# Fast addition for n+1 or n+0

Discussion in 'C++' started by Alex Vinokur, Feb 18, 2005.

1. ### Alex VinokurGuest

Alex Vinokur, Feb 18, 2005

2. ### Keith ThompsonGuest

"Alex Vinokur" <> writes:
> Consider the following statement:
> n+i, where i = 1 or 0.
>
> Is there more fast method for computing n+i than direct computing that sum?

The best way to compute n+0 is n.

The best way to compute n+1 is n+1; if the CPU provides something
faster than a general add instruction, the compiler will generate it
for you.

--
Keith Thompson (The_Other_Keith) <http://www.ghoti.net/~kst>
San Diego Supercomputer Center <*> <http://users.sdsc.edu/~kst>
We must do something. This is something. Therefore, we must do this.

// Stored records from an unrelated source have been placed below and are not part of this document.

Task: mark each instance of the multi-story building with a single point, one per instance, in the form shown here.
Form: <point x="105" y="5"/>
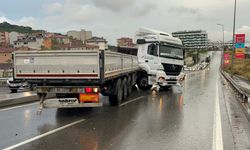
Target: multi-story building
<point x="125" y="42"/>
<point x="13" y="36"/>
<point x="30" y="42"/>
<point x="97" y="41"/>
<point x="82" y="35"/>
<point x="4" y="38"/>
<point x="195" y="39"/>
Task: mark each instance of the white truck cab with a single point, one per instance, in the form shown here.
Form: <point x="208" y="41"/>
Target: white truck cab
<point x="161" y="57"/>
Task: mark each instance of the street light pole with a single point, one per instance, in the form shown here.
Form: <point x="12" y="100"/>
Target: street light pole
<point x="233" y="42"/>
<point x="223" y="44"/>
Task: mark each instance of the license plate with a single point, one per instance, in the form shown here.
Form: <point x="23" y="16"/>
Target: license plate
<point x="67" y="101"/>
<point x="89" y="98"/>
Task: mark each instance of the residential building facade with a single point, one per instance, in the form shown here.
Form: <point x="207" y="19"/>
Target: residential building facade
<point x="97" y="41"/>
<point x="4" y="38"/>
<point x="30" y="42"/>
<point x="194" y="39"/>
<point x="13" y="36"/>
<point x="82" y="35"/>
<point x="125" y="42"/>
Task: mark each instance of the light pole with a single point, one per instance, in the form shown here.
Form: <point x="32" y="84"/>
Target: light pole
<point x="233" y="42"/>
<point x="223" y="44"/>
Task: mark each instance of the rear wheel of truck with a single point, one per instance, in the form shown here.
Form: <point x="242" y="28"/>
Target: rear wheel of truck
<point x="142" y="83"/>
<point x="116" y="98"/>
<point x="13" y="90"/>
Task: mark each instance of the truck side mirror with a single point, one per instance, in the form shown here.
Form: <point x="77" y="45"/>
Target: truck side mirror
<point x="141" y="41"/>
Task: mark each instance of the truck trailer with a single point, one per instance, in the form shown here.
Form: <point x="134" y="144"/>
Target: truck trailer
<point x="78" y="77"/>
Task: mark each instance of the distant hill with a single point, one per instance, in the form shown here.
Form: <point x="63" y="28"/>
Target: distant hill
<point x="7" y="27"/>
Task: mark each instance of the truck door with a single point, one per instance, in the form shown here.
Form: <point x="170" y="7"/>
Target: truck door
<point x="152" y="58"/>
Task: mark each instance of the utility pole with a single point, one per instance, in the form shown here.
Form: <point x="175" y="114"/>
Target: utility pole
<point x="233" y="42"/>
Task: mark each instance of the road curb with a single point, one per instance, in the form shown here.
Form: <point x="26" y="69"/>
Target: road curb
<point x="21" y="100"/>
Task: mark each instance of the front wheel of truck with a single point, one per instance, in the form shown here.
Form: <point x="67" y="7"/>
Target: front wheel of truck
<point x="142" y="83"/>
<point x="116" y="97"/>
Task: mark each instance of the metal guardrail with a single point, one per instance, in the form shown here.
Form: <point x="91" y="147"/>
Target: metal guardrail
<point x="244" y="96"/>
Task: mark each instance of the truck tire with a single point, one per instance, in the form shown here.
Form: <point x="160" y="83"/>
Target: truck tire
<point x="142" y="83"/>
<point x="125" y="88"/>
<point x="129" y="85"/>
<point x="116" y="98"/>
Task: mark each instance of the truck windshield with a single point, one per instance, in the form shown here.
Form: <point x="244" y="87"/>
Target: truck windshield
<point x="171" y="51"/>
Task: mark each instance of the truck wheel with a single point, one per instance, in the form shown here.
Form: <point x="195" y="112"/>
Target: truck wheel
<point x="129" y="85"/>
<point x="116" y="99"/>
<point x="13" y="90"/>
<point x="125" y="88"/>
<point x="165" y="88"/>
<point x="142" y="83"/>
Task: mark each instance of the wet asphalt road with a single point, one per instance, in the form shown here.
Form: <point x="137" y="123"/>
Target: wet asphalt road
<point x="181" y="118"/>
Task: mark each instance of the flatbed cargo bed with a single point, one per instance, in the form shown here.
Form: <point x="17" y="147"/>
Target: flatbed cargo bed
<point x="72" y="67"/>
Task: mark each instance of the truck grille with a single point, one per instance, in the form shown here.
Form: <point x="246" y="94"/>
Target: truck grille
<point x="171" y="69"/>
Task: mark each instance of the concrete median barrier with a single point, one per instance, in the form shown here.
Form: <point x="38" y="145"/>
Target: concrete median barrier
<point x="21" y="100"/>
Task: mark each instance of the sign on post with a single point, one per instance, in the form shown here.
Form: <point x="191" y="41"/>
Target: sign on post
<point x="226" y="59"/>
<point x="240" y="46"/>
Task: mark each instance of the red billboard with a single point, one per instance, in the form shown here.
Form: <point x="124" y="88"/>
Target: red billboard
<point x="226" y="58"/>
<point x="240" y="55"/>
<point x="240" y="38"/>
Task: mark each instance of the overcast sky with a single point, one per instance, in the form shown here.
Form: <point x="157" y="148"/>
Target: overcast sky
<point x="113" y="19"/>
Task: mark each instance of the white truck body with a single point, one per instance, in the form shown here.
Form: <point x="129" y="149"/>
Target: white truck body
<point x="165" y="62"/>
<point x="70" y="64"/>
<point x="78" y="76"/>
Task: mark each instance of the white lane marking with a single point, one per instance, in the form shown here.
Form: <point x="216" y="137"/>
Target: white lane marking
<point x="217" y="129"/>
<point x="44" y="135"/>
<point x="136" y="99"/>
<point x="10" y="108"/>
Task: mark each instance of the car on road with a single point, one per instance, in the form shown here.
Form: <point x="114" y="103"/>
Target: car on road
<point x="14" y="86"/>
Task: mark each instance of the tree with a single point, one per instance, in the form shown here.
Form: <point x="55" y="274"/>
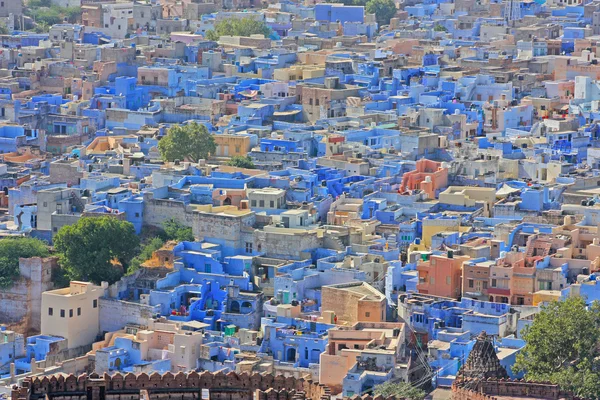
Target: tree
<point x="145" y="254"/>
<point x="90" y="249"/>
<point x="187" y="142"/>
<point x="13" y="249"/>
<point x="350" y="2"/>
<point x="176" y="231"/>
<point x="241" y="162"/>
<point x="238" y="27"/>
<point x="384" y="10"/>
<point x="399" y="390"/>
<point x="562" y="347"/>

Keith Thompson, Feb 18, 2005

3. ### Alf P. SteinbachGuest

* Alex Vinokur:
> Consider the following statement:
> n+i, where i = 1 or 0.
>
> Is there more fast method for computing n+i than direct computing that sum?

That depends on the types involved.

For built-in numeric types, direct computation is probably fastest.

Measure if you're in doubt (and it really matters).

--
A: Because it messes up the order in which people normally read text.
Q: Why is it such a bad thing?
A: Top-posting.
Q: What is the most annoying thing on usenet and in e-mail?

Alf P. Steinbach, Feb 18, 2005
4. ### Gregory ToomeyGuest

Alex Vinokur wrote:

> Consider the following statement:
> n+i, where i = 1 or 0.
>
> Is there more fast method for computing n+i than direct computing that
> sum?
>

Assuming integers, hardware addition is implemented simply using full

n+0 has no carries is is fast; many compliers will constant fold to n
n+1 has potentially m carries in m-bit arithmetic

http://isweb.redwoods.cc.ca.us/INSTRUCT/CalderwoodD/diglogic/full.htm

gtoomey
www.gregorytoomey.com

Gregory Toomey, Feb 18, 2005
5. ### Richard TobinGuest

In article <>,
Alex Vinokur <> wrote:

>Consider the following statement:
>n+i, where i = 1 or 0.
>
>Is there more fast method for computing n+i than direct computing that sum?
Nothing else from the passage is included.